İşte bugün gelinen durum ortada!
Halbuki bugün gençler doğru misallerle kendi değerlerimize yönelik bir anlayışla icra edilen eğitim sistemi içerisinde yetiştirilseydi şimdi daha iyi bir konumda olabilirdik. Sanat, gençleri meşgul edecek yanlışa kaydırmayacak en önemli, câzibeli bir alandır. Bu alan Müslümanlar tarafından bugüne kadar hep ihmal edildi. Oysaki bizim kendimize göre mükemmel sanat tercihlerimiz var. Bunlar derhal hem de derhal işleve konmalıdır. Hamdolsun bunları verebilecek güzel insanlarımız da yetişti artık.

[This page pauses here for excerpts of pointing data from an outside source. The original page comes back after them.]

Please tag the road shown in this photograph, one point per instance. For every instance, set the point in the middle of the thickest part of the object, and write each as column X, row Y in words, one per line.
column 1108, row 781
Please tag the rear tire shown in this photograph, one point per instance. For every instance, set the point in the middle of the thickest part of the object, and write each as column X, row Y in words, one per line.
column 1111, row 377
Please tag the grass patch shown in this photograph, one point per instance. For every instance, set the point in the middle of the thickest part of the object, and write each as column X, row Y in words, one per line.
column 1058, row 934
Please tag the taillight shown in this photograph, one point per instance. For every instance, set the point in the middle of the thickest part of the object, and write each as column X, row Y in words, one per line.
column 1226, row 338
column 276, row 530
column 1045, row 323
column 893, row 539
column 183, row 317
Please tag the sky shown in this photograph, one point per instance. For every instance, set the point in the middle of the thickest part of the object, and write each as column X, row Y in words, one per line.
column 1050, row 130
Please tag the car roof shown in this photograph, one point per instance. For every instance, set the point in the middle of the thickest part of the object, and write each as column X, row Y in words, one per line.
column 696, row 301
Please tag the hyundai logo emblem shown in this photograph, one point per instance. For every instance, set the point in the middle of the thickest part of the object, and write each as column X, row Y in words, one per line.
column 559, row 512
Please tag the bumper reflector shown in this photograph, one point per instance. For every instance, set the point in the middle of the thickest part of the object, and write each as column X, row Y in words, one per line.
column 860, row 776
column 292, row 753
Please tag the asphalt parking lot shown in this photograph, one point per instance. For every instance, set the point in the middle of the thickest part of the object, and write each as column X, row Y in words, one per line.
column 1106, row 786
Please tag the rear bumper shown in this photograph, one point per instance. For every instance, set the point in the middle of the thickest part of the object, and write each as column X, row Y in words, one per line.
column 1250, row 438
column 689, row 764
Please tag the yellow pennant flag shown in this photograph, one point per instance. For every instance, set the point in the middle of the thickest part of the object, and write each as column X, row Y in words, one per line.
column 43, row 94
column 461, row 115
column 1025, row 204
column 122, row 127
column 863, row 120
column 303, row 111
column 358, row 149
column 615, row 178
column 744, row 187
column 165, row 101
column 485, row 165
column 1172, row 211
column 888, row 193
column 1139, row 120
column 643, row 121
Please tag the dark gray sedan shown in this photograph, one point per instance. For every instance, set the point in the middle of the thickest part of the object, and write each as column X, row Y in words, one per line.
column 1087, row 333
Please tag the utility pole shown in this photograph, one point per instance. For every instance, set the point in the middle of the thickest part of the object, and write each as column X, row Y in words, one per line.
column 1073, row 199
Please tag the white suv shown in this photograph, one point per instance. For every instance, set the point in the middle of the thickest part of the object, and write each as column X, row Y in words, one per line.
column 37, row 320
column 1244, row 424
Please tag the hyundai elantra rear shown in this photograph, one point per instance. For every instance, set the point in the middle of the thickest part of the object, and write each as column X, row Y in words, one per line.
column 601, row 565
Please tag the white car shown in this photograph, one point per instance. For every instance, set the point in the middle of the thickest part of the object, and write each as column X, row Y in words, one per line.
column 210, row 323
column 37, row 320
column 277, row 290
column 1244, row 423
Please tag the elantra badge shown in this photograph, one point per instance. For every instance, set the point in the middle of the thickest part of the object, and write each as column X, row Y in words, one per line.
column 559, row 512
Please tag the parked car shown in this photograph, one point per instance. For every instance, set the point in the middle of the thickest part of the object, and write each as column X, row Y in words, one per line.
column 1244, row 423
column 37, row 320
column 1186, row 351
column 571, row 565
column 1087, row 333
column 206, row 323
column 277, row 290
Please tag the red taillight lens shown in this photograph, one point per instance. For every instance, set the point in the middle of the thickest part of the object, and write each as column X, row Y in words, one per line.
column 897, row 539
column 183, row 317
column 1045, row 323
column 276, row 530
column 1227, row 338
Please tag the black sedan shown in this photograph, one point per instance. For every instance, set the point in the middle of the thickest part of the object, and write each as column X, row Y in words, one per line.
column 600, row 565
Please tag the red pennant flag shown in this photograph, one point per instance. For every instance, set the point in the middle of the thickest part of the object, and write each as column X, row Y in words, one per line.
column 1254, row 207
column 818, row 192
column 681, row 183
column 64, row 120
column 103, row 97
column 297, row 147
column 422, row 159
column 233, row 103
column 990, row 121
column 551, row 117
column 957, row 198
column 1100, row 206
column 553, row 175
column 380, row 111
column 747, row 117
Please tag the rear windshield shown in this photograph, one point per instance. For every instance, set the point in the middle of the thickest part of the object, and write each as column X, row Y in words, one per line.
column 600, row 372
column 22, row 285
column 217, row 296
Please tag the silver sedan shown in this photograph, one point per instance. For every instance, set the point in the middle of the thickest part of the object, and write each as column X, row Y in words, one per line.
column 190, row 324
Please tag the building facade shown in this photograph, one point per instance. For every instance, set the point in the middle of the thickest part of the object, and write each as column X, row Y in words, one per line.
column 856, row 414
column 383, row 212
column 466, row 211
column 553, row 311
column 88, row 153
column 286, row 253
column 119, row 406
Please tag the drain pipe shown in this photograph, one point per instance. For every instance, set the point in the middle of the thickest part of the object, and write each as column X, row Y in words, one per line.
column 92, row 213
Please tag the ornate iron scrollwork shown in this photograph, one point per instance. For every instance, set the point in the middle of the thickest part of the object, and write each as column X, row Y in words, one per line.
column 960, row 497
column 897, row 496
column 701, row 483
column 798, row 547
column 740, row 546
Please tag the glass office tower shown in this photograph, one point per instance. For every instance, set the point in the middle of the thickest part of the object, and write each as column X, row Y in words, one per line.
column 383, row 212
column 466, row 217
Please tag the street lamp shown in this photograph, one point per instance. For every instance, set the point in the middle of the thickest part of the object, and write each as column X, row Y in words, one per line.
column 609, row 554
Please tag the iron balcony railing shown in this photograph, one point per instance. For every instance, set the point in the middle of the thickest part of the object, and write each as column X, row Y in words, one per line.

Yaşadığımız hayat doğru şekillendirilmelidir yoksa elin-âlemin yanlışlıkları bizim doğrularımız hâline gelir.
Bu sebeple eğitim sistemimiz kökten ıslâha muhtaçtır. Basın-yayın ve medya organları yakîn tâkibe alınmalıdır. Âcilen değerlerimize uygun sanat yönümüz çeşitli platformlarda devreye sokulmalıdır. Vesselam.